Heh, ja der Witz hierbei ist ja, dass für die meisten Waldbetreter dies auch selbstverständlich ist, was die sozusagen "beregelt" haben. Somit ist dieses Papier für mich nur weniger Arbeit, da ich nicht grossartig rumschreiben muss, wenn ich mit Förstern usw in Kontakt trete.
Die Meisten halten sich im Wald eh dran und man muss einfach nur zur Kenntnis nehmen, dass eine gewisse Gruppe X sich eben nicht dran hält. Das ist aber durchaus normal und betrifft alle Seiten.
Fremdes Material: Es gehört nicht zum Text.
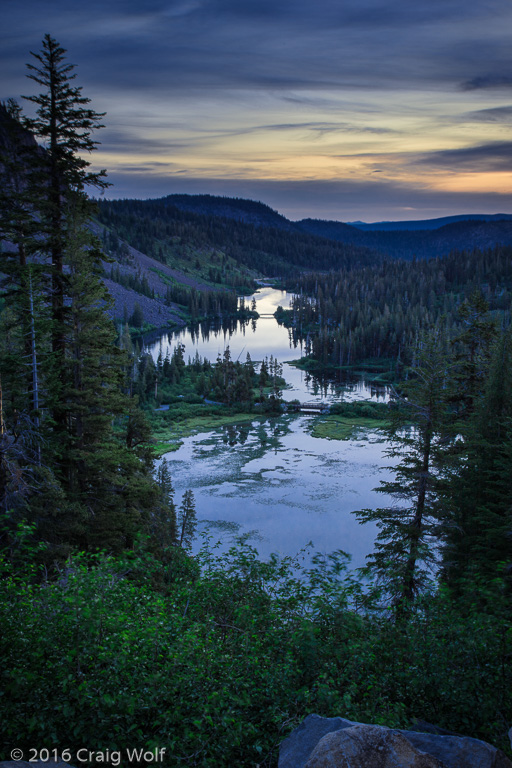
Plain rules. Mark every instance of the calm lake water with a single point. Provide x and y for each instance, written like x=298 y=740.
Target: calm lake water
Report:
x=270 y=478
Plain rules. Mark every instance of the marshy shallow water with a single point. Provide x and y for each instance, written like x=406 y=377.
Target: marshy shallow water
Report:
x=270 y=478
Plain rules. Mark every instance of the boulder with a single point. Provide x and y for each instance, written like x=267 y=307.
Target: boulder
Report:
x=34 y=764
x=449 y=750
x=369 y=746
x=296 y=749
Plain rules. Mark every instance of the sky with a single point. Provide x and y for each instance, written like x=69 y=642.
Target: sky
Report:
x=333 y=109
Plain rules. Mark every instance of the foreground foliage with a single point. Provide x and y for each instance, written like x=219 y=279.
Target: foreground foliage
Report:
x=217 y=658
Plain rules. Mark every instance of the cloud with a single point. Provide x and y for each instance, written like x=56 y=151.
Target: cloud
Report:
x=372 y=200
x=495 y=156
x=483 y=82
x=491 y=115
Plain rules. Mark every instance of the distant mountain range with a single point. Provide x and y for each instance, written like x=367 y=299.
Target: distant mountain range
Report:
x=406 y=239
x=424 y=224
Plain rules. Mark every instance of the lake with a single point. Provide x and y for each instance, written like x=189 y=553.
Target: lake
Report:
x=270 y=479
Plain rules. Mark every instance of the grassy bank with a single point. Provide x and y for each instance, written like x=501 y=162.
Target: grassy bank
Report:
x=346 y=419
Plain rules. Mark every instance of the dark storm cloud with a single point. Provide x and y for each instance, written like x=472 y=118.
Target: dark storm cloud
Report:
x=493 y=81
x=492 y=115
x=496 y=156
x=181 y=45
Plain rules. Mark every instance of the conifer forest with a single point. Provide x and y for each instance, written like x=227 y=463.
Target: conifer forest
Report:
x=119 y=628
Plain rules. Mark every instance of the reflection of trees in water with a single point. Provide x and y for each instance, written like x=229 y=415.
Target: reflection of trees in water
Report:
x=227 y=327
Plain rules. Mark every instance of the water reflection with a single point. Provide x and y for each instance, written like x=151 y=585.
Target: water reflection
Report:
x=262 y=338
x=270 y=479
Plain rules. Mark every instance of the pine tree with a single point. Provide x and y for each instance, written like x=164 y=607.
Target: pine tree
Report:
x=187 y=521
x=406 y=545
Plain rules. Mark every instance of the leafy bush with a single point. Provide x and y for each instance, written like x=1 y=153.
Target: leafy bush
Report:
x=217 y=658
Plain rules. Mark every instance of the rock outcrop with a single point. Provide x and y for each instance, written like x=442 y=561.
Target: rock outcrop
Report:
x=321 y=742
Da muss man nur die Hundebesitzer erwähnen, die ihren und den Kot des Hundes in roten Tütchen für die Ewigkeit im Wald verteilen oder ihren Hund nicht unter Kontrolle halten können, die Wanderer die Fallen aufstellen, der Personenkreis der Müll im Wald ablegt.
Nur das findet keinerlei Aufmerksamkeit und es sind NUR die MTBler die schneisen ziehen und den Uhu vertreiben. Genau DAS ist ja das Kernproblem, eine komplett einseitige Stigmatisierung.
 
Dabei seit
13. August 2019
Punkte Reaktionen
2.129
Ort
SÜW
Das war wohl auf meine Aussage bezogen...

Ich denke, der Exekutive fällt es leichter eine Strafe (in dem Fall OWi) anzuordnen oder durchzusetzen, die ohne größeren Aufwand auch Bestand hat.
Was ich ich damit meine: zumindest ist die Regelung "fahren Abseits gekennzeichneter Wege in der Kernzone" sicherlich weniger anfechtbar wie eine OWI auf einem Weg der nach Landeswaldgesetz geahndet wird.